Creo que cierta gente nace con un halo invisible que en ciertos aspectos, les hace diferentes a los demás. Este es el caso de Serapio Carreño. Esto puede llamarse tener estilo. Serapio lo tuvo desde que vino al mundo llamado a ascender en la vida partiendo de un modesto empleo de botones en un banco, hasta ser propietario de uno de los principales laboratorios profesionales fotográficos de España, o actuando como reportero gráfico de tarde en tarde, casi por esnobismo, tras dejar la marcha de su negocio en buenas manos.
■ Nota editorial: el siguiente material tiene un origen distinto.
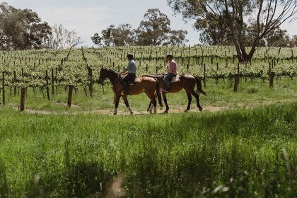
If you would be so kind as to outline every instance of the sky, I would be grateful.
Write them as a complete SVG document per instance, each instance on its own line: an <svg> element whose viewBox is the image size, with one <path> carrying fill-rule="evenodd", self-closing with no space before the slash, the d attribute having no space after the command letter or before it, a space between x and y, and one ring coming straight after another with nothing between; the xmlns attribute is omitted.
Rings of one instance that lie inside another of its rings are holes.
<svg viewBox="0 0 297 198"><path fill-rule="evenodd" d="M38 14L42 21L50 25L62 23L69 30L76 30L81 37L83 46L93 45L91 37L100 33L113 24L129 23L136 29L149 8L158 8L170 20L171 30L187 30L187 45L199 43L199 33L193 28L194 21L185 23L180 14L174 15L167 0L6 0L16 8L30 8ZM286 23L281 28L286 29L292 36L297 35L297 21Z"/></svg>

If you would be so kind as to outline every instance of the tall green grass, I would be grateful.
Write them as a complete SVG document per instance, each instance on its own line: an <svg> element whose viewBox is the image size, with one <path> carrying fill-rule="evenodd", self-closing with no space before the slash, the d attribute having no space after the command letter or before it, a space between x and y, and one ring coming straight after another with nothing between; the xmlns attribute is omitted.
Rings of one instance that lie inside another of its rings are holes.
<svg viewBox="0 0 297 198"><path fill-rule="evenodd" d="M296 103L124 117L1 107L0 197L101 197L119 177L129 197L293 197L296 112Z"/></svg>

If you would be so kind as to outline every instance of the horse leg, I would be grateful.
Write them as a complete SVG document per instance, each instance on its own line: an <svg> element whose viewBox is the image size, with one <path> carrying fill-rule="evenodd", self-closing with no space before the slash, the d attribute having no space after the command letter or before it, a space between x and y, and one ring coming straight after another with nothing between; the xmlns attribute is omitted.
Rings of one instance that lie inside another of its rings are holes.
<svg viewBox="0 0 297 198"><path fill-rule="evenodd" d="M149 111L150 113L152 113L152 110L153 107L153 113L157 112L157 100L156 100L155 95L150 94L149 93L145 92L146 95L148 97L149 99L151 99L151 102L149 103L148 111Z"/></svg>
<svg viewBox="0 0 297 198"><path fill-rule="evenodd" d="M131 115L133 115L133 111L130 108L130 107L129 106L129 102L128 102L128 99L127 98L127 95L124 95L122 96L122 98L123 98L124 104L126 105L126 107L128 108L129 112L130 112Z"/></svg>
<svg viewBox="0 0 297 198"><path fill-rule="evenodd" d="M118 95L115 95L115 111L113 115L117 115L117 107L119 106L120 98L121 98L121 94L119 93Z"/></svg>
<svg viewBox="0 0 297 198"><path fill-rule="evenodd" d="M196 98L196 101L197 102L197 107L199 108L199 111L202 111L202 107L200 105L200 103L199 102L199 95L193 90L191 91L192 95L194 95Z"/></svg>
<svg viewBox="0 0 297 198"><path fill-rule="evenodd" d="M166 98L166 94L165 92L162 92L162 97L163 97L163 99L164 100L165 105L166 106L166 110L164 111L164 113L168 113L169 106L168 106L168 104L167 103L167 98Z"/></svg>
<svg viewBox="0 0 297 198"><path fill-rule="evenodd" d="M148 105L148 112L150 112L150 113L151 113L151 111L153 110L153 103L151 103L151 101L149 102L149 105Z"/></svg>
<svg viewBox="0 0 297 198"><path fill-rule="evenodd" d="M190 109L191 108L191 102L192 102L191 93L187 92L187 91L186 93L187 93L187 109L185 110L185 112L187 112L188 110L190 110Z"/></svg>

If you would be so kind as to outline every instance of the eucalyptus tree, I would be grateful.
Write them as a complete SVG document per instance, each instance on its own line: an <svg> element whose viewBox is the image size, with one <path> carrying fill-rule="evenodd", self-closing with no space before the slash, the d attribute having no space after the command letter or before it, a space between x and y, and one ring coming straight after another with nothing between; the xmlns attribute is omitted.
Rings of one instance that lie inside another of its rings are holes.
<svg viewBox="0 0 297 198"><path fill-rule="evenodd" d="M216 34L216 42L234 45L240 62L250 61L261 40L285 21L294 19L297 11L296 0L168 0L168 3L185 20L194 20L195 28L208 34L205 39ZM251 26L255 28L250 34ZM251 47L247 52L249 39Z"/></svg>

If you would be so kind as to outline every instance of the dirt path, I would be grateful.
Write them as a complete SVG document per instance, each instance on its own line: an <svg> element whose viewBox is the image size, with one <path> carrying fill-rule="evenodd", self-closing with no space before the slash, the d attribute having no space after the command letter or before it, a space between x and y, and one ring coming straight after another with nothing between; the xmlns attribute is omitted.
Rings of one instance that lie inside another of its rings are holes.
<svg viewBox="0 0 297 198"><path fill-rule="evenodd" d="M171 108L170 110L170 113L183 113L186 106L180 107L179 108ZM14 107L13 108L15 110L18 110L17 107ZM163 109L158 109L158 113L161 114L164 112L165 108ZM206 112L218 112L222 110L229 110L227 107L214 107L214 106L205 106L203 108L203 111ZM199 112L198 108L192 108L189 112ZM29 114L41 114L41 115L76 115L76 114L103 114L103 115L112 115L113 109L110 110L91 110L91 111L75 111L75 112L52 112L52 111L47 111L47 110L30 110L30 109L25 109L24 112L29 113ZM134 115L146 115L150 114L146 110L144 111L137 111L134 110ZM123 109L119 109L117 112L118 115L129 115L128 110L126 107Z"/></svg>

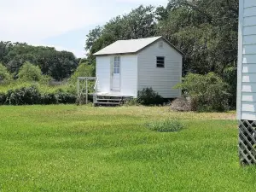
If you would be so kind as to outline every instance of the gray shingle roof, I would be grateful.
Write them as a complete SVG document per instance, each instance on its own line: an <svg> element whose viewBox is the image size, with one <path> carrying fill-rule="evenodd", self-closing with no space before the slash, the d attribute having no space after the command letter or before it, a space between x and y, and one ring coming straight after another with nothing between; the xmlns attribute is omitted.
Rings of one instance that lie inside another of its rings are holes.
<svg viewBox="0 0 256 192"><path fill-rule="evenodd" d="M116 41L115 43L95 53L94 55L137 53L161 38L162 37L154 37L148 38Z"/></svg>

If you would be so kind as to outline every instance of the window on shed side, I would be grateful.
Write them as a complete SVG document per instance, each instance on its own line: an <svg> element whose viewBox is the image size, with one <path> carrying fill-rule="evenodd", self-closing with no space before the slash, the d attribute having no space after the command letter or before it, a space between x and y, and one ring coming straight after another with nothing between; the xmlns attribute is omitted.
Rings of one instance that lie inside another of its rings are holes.
<svg viewBox="0 0 256 192"><path fill-rule="evenodd" d="M120 57L119 56L114 56L113 57L113 73L114 74L119 74L120 73Z"/></svg>
<svg viewBox="0 0 256 192"><path fill-rule="evenodd" d="M156 67L165 68L165 57L157 56L156 57Z"/></svg>

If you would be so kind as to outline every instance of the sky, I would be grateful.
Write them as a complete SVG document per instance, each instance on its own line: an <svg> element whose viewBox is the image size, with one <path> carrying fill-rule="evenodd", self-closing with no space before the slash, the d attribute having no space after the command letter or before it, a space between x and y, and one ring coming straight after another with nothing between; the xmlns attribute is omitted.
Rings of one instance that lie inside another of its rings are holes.
<svg viewBox="0 0 256 192"><path fill-rule="evenodd" d="M0 0L0 41L55 47L84 57L86 35L141 4L168 0Z"/></svg>

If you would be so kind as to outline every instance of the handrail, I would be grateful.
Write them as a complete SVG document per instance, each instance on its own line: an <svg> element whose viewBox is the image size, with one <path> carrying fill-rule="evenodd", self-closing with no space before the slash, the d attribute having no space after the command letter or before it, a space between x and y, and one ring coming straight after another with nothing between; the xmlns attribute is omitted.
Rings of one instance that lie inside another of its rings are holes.
<svg viewBox="0 0 256 192"><path fill-rule="evenodd" d="M97 94L97 84L98 84L98 79L96 77L78 77L78 101L79 102L81 99L81 96L83 94L84 88L82 89L80 92L80 84L79 81L85 80L85 90L86 90L86 104L88 103L88 80L96 80L96 84L94 86L95 95L96 96L93 96L93 102L96 102L96 94Z"/></svg>
<svg viewBox="0 0 256 192"><path fill-rule="evenodd" d="M98 83L99 83L99 79L96 78L96 82L95 82L95 85L94 85L94 90L96 90L96 87L97 87L97 85L98 85Z"/></svg>
<svg viewBox="0 0 256 192"><path fill-rule="evenodd" d="M94 85L94 96L93 96L93 103L95 104L97 102L97 86L98 86L99 79L96 78L96 80L95 82Z"/></svg>

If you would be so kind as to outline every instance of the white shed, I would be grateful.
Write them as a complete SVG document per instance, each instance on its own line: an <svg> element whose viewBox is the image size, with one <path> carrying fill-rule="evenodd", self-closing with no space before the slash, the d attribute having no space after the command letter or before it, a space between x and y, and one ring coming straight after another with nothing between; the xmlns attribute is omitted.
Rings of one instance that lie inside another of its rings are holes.
<svg viewBox="0 0 256 192"><path fill-rule="evenodd" d="M183 54L162 37L117 41L94 54L99 94L137 98L150 88L164 98L176 98L181 90Z"/></svg>
<svg viewBox="0 0 256 192"><path fill-rule="evenodd" d="M256 164L256 1L239 0L237 119L241 165Z"/></svg>
<svg viewBox="0 0 256 192"><path fill-rule="evenodd" d="M256 120L256 1L240 0L238 119Z"/></svg>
En ocasiones acompañó por lugares perdidos del mundo a su buen amigo Miguel de la Cuadra Salcedo, recorriendo parajes tales como El Amazonas o países lejanos de África. Desde nuestros competidos concursos mensuales en la Real con diapositivas en color, que ganábamos alternativamente, nuestras prácticas de trotamundos siempre tuvieron cierto paralelismo, con mejores resultados prácticos por su parte al colaborar con prestigiosas revistas, y dicho con sinceridad, por la calidad muy superior de sus fotografías. Serapio fue y sigue siendo generoso, tanto con los amigos, como con personas allegadas a quienes cambió favorablemente su condición de vida sin recibir nada a cambio. Su entrada en el mundo de la fotografía se debió a su desmedida afición hacia el mundo de la imagen. Puso un modesto laboratorio en su casa en el que revelaba sus fotografías y las de sus amigos, pasando tiempo después a ser un hombre de empresa, al frente de un gran laboratorio de avanzadas técnicas, y sofisticadas maquinarias donde hasta fue necesario tener que derribar muros para poder instalarlas. El camino que tuvo que recorrer para llegar hasta ahí, le refleja como un hombre lleno de recursos y luchador infatigable contra cualquier adversidad. Quiero relatar a continuación una anécdota que le define perfectamente como profesional de total integridad.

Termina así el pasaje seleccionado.